On 5/27/2020 1:50 PM, Jens Axel Søgaard wrote:
Den ons. 27. maj 2020 kl. 19.27 skrev George Neuner
<gneun...@comcast.net <mailto:gneun...@comcast.net>>:
On 5/27/2020 6:34 AM, Jens Axel Søgaard wrote:
>
> In standard Racket an application doesn't communicate how many
values
> a function is expected to produce.
You can ask: see procedure-result-arity
https://docs.racket-lang.org/reference/procedures.html
I think procedure-result-arity answers the question "how many
values could this procedure return?" and not "how many values
is the procedure expected to return in this context?".
Oh, I get it ... it's not that you "don't know" what's expected, it's
that you've got something that returns N values on some path and M
values on some other path, etc. and you can't predict which path will
be followed.
Yeah, that is a problem: e.g., I don't think procedure-result-arity
works for case-lambda where different invocations can return different
numbers of results.
In that case, better to return a container: a list, vector, hash, etc.

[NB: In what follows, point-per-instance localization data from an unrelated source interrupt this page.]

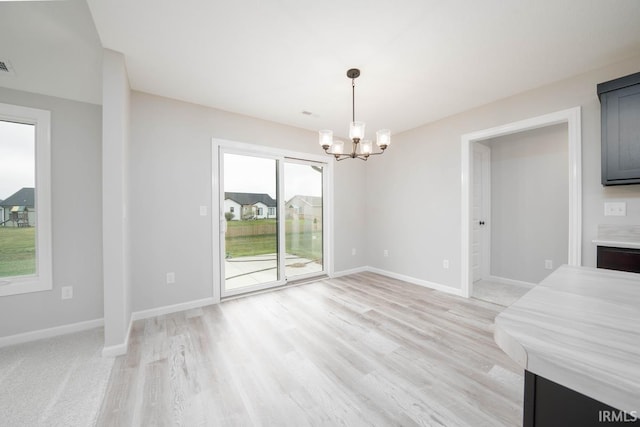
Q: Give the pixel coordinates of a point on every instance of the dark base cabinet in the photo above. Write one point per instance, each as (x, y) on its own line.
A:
(622, 259)
(547, 404)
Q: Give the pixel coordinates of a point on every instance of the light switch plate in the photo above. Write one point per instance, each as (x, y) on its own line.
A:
(615, 209)
(67, 292)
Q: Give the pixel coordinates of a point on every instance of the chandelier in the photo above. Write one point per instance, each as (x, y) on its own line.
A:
(360, 148)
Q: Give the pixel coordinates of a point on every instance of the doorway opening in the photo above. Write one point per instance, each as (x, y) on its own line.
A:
(572, 119)
(519, 227)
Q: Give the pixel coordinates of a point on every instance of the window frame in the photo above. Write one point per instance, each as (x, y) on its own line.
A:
(42, 280)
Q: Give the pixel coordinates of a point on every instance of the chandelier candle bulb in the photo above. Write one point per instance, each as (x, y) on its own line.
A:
(383, 138)
(366, 147)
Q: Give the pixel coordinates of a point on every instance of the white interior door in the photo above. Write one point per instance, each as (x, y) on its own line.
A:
(480, 224)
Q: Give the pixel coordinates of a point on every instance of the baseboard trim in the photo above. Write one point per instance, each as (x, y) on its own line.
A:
(419, 282)
(174, 308)
(50, 332)
(510, 281)
(119, 349)
(348, 272)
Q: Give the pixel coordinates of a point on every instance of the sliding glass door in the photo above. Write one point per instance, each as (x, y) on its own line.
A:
(272, 220)
(250, 200)
(303, 218)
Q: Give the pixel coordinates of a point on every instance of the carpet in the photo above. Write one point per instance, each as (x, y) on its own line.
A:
(58, 381)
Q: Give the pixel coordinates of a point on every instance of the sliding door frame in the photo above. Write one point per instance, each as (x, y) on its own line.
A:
(218, 222)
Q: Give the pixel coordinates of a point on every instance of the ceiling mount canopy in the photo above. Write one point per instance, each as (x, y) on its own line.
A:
(360, 148)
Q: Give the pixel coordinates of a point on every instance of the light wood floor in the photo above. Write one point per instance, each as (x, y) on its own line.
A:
(357, 350)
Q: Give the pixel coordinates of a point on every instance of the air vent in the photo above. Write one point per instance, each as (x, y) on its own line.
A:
(5, 67)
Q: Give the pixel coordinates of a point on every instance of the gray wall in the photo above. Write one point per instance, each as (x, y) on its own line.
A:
(77, 219)
(171, 177)
(529, 203)
(422, 170)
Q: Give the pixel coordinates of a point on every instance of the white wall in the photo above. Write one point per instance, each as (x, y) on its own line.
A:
(529, 203)
(76, 215)
(115, 197)
(171, 163)
(422, 170)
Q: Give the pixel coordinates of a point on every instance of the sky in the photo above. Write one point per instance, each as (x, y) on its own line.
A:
(17, 157)
(246, 174)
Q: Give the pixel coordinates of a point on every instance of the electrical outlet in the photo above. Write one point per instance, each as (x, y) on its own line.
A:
(615, 209)
(67, 292)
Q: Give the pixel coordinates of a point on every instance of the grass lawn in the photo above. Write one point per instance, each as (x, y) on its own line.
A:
(17, 251)
(300, 243)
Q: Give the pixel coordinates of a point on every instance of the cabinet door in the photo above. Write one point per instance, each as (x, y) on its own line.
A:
(621, 136)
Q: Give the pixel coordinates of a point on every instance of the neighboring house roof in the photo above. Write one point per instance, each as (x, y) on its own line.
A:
(313, 201)
(23, 197)
(245, 199)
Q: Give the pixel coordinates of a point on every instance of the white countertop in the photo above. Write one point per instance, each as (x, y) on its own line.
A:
(580, 327)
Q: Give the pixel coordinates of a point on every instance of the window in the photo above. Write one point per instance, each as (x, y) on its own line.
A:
(25, 191)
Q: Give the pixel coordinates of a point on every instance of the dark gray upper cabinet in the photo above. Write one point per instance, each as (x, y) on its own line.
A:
(620, 109)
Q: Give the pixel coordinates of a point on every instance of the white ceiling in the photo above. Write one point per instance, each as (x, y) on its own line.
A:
(421, 60)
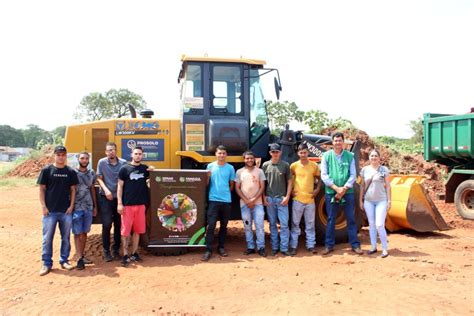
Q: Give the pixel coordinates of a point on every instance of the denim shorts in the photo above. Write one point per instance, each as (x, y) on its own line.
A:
(81, 222)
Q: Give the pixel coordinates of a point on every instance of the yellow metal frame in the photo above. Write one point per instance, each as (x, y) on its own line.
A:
(224, 60)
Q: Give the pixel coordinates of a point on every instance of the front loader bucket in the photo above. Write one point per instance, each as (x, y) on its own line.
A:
(412, 208)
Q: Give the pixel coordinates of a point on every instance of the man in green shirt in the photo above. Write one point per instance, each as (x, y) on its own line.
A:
(338, 173)
(277, 195)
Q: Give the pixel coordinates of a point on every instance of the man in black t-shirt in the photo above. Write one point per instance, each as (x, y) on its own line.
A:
(57, 194)
(132, 198)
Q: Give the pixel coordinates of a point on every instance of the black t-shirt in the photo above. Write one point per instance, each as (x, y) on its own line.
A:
(135, 190)
(58, 183)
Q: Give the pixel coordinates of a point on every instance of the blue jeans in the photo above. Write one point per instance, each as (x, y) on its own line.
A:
(277, 212)
(332, 211)
(308, 211)
(109, 215)
(376, 213)
(257, 215)
(217, 211)
(81, 221)
(49, 227)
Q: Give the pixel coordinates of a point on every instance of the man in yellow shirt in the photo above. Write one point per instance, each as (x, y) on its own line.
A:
(306, 186)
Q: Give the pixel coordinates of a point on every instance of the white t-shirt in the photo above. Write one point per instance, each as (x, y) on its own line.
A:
(376, 191)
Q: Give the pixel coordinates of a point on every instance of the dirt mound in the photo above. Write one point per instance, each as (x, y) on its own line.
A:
(398, 163)
(32, 167)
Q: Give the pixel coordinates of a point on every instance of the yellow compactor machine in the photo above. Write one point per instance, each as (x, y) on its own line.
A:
(222, 102)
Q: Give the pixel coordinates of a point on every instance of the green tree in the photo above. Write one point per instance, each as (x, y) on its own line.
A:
(111, 104)
(120, 100)
(10, 136)
(34, 134)
(316, 120)
(282, 113)
(60, 131)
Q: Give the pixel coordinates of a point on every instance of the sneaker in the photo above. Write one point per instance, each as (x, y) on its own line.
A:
(116, 255)
(327, 251)
(66, 266)
(249, 251)
(358, 251)
(206, 256)
(135, 257)
(44, 270)
(80, 264)
(371, 251)
(125, 261)
(222, 252)
(107, 257)
(87, 260)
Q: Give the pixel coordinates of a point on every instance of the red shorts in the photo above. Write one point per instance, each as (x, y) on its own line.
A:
(133, 216)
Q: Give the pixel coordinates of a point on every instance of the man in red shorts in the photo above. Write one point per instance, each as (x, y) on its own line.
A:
(132, 198)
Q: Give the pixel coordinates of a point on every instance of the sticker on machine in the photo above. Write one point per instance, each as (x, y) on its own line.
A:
(153, 149)
(194, 137)
(193, 103)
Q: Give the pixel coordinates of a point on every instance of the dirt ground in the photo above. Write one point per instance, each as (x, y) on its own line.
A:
(424, 274)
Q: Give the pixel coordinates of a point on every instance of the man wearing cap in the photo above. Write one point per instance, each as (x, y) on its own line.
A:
(107, 176)
(338, 173)
(277, 195)
(85, 207)
(306, 186)
(57, 194)
(221, 183)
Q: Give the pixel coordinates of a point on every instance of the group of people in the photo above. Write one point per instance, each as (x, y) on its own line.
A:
(68, 200)
(276, 183)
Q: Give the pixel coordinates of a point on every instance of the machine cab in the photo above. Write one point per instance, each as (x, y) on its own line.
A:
(222, 103)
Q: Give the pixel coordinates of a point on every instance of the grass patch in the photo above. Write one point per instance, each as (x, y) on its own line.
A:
(5, 167)
(12, 182)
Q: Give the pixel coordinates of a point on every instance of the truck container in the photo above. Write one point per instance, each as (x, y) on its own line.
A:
(449, 140)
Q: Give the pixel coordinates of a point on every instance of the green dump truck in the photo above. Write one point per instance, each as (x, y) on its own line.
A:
(449, 140)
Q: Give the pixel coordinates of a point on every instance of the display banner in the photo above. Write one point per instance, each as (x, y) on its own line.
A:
(177, 211)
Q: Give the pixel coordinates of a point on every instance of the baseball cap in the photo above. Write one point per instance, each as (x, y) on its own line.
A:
(274, 147)
(60, 149)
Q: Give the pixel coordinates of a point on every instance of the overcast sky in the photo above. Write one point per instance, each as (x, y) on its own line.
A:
(378, 63)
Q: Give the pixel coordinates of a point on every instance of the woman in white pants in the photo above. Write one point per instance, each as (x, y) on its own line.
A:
(375, 198)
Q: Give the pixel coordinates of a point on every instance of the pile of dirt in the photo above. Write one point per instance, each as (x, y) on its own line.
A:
(400, 164)
(32, 167)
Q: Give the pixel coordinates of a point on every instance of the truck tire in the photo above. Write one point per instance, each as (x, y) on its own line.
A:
(464, 199)
(321, 221)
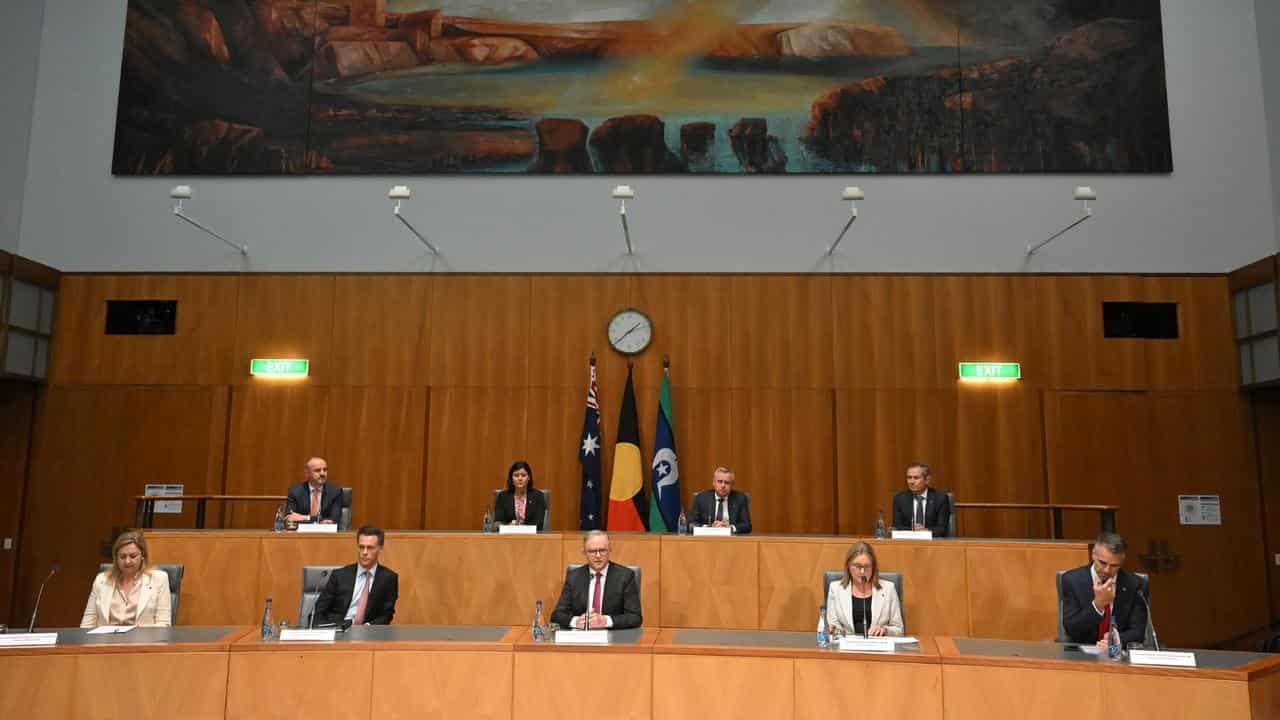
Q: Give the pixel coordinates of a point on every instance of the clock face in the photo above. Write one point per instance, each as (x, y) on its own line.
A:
(630, 332)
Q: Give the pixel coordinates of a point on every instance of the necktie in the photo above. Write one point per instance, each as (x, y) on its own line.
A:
(364, 600)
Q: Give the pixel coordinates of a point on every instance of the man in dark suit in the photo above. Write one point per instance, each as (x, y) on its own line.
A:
(920, 507)
(602, 592)
(722, 506)
(314, 500)
(1093, 593)
(364, 592)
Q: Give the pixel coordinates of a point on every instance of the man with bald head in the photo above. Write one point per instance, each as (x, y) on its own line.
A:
(315, 499)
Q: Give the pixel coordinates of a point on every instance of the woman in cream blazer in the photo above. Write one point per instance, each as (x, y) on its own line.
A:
(136, 593)
(862, 577)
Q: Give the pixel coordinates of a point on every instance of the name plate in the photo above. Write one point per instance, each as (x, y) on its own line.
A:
(318, 527)
(517, 529)
(323, 636)
(867, 645)
(709, 532)
(28, 639)
(581, 637)
(1162, 657)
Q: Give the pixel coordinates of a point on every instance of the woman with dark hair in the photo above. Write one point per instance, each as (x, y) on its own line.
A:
(520, 504)
(129, 592)
(860, 602)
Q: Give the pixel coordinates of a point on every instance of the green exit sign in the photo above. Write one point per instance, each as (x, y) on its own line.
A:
(991, 370)
(277, 368)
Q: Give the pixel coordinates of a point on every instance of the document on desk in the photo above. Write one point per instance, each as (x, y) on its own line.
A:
(110, 629)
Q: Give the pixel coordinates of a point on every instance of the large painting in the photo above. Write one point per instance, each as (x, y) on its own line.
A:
(641, 86)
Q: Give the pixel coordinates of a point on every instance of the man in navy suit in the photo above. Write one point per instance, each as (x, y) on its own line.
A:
(364, 592)
(722, 506)
(1093, 593)
(602, 592)
(314, 500)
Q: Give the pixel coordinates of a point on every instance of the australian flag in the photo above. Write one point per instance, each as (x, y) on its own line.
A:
(589, 456)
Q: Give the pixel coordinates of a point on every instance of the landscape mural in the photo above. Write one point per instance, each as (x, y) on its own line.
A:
(641, 86)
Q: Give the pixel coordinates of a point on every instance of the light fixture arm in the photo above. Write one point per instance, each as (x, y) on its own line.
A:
(181, 214)
(412, 229)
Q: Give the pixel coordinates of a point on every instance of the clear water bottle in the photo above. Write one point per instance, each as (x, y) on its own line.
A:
(539, 632)
(822, 625)
(268, 629)
(1115, 648)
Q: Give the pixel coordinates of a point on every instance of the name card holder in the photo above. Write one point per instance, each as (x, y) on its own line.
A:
(517, 529)
(709, 532)
(318, 527)
(581, 637)
(28, 639)
(1162, 657)
(867, 645)
(321, 636)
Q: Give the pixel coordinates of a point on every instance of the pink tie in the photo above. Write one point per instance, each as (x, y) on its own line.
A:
(364, 601)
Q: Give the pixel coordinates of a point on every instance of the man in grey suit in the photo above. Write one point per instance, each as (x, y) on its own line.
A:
(603, 593)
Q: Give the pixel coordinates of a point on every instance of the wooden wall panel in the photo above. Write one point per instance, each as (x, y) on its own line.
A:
(883, 332)
(380, 331)
(200, 352)
(95, 449)
(784, 456)
(567, 317)
(691, 326)
(987, 319)
(780, 332)
(1077, 355)
(18, 409)
(472, 437)
(480, 331)
(284, 317)
(877, 434)
(1203, 356)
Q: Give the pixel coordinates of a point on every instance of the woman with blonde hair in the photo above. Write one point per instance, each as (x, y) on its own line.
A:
(860, 602)
(129, 592)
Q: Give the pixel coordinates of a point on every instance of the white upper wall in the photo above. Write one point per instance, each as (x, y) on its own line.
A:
(19, 50)
(1214, 213)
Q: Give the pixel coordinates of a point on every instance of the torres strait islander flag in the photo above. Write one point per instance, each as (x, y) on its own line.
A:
(626, 491)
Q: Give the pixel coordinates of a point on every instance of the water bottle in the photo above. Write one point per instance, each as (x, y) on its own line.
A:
(268, 630)
(539, 633)
(1115, 650)
(822, 625)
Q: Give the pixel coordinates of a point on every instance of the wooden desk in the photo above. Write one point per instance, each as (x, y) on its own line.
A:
(986, 679)
(145, 673)
(375, 671)
(753, 582)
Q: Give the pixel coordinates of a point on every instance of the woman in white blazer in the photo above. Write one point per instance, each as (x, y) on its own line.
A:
(128, 592)
(863, 598)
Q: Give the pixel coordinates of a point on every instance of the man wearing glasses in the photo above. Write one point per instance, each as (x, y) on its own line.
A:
(1093, 593)
(600, 593)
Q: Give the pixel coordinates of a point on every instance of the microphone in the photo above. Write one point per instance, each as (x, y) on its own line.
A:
(311, 616)
(40, 596)
(1155, 638)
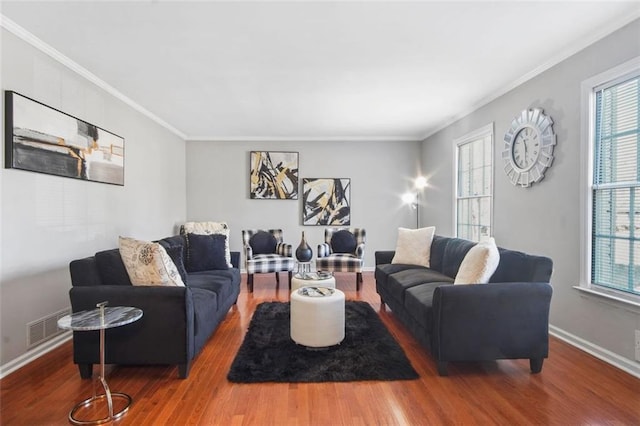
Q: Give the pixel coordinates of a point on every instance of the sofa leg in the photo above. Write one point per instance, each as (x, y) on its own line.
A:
(86, 370)
(442, 368)
(536, 364)
(183, 370)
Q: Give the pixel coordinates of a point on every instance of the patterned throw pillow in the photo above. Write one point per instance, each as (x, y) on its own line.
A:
(414, 246)
(479, 263)
(148, 263)
(210, 228)
(343, 241)
(263, 242)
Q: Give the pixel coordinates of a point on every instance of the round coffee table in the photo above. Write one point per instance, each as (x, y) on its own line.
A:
(317, 316)
(101, 319)
(312, 279)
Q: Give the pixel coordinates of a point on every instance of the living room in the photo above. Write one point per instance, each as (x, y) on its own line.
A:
(172, 177)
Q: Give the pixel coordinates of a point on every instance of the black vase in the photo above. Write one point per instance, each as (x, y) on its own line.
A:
(304, 252)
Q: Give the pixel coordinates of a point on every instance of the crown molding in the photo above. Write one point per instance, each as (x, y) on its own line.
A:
(571, 50)
(303, 139)
(56, 55)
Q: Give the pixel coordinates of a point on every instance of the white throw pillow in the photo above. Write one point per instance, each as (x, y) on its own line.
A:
(479, 263)
(208, 228)
(148, 263)
(413, 246)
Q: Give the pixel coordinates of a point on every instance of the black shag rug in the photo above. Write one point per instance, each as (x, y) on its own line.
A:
(368, 351)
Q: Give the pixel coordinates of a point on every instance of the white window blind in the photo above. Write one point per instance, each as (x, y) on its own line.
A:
(474, 185)
(615, 239)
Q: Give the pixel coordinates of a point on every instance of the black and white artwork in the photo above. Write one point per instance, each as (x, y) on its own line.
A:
(42, 139)
(274, 175)
(326, 201)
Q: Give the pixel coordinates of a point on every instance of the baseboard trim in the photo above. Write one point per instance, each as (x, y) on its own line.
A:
(624, 364)
(35, 353)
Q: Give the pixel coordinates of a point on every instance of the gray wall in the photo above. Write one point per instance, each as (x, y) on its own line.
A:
(380, 172)
(544, 219)
(46, 221)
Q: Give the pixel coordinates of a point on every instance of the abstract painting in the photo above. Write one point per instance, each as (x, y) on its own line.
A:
(274, 175)
(326, 201)
(42, 139)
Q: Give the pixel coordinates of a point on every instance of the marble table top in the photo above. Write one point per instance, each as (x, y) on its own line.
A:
(114, 316)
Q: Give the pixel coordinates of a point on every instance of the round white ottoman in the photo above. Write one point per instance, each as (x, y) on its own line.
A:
(317, 316)
(312, 280)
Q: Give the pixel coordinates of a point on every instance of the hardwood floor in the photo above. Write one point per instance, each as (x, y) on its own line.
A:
(574, 388)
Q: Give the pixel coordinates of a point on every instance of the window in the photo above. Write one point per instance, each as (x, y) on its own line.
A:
(613, 200)
(474, 182)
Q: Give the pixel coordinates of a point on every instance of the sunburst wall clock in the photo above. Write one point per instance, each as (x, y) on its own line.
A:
(528, 147)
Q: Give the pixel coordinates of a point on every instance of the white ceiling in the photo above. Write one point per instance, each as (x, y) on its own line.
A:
(314, 70)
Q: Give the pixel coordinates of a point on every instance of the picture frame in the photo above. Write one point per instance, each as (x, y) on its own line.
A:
(326, 201)
(273, 175)
(42, 139)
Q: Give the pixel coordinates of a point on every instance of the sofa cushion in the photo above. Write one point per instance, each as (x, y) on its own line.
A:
(418, 302)
(205, 252)
(148, 263)
(454, 254)
(383, 271)
(111, 268)
(210, 228)
(413, 246)
(205, 303)
(399, 282)
(343, 241)
(173, 241)
(213, 281)
(516, 266)
(263, 242)
(176, 254)
(437, 252)
(479, 263)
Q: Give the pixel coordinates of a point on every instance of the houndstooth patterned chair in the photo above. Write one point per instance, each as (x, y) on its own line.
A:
(342, 251)
(265, 252)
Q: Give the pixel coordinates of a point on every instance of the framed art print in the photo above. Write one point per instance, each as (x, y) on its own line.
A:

rather than a bunch of individual values. Or, if the function is canned
[e..g, in a library] to put them into a container for your code to work
with.
> I have written a small proof-of-concept of an assignment operator :=
> that communicates to a function how many extra values it is expected
> to produce (and still works with standard functions).
>
> Are there alternative solutions that are better than the "use a
> keyword" approach?
You can use call-with-values which connects the function that
produces
with the one that consumes, but they have to agree on the number of
values being passed or it won't work.
My problem is that the producer still needs to be told how many values
to produce.
Sorry, I missed that - I thought you needed to know how many were
produced by something.
The only way to call attention - particularly compiler attention - to a
particular argument is to make it a keyword with no default value.
If your function has default behavior that the keyword(s) would only
modify, then you can make keyword(s) optional using default values or by
defining the function with make-keyword-procedure.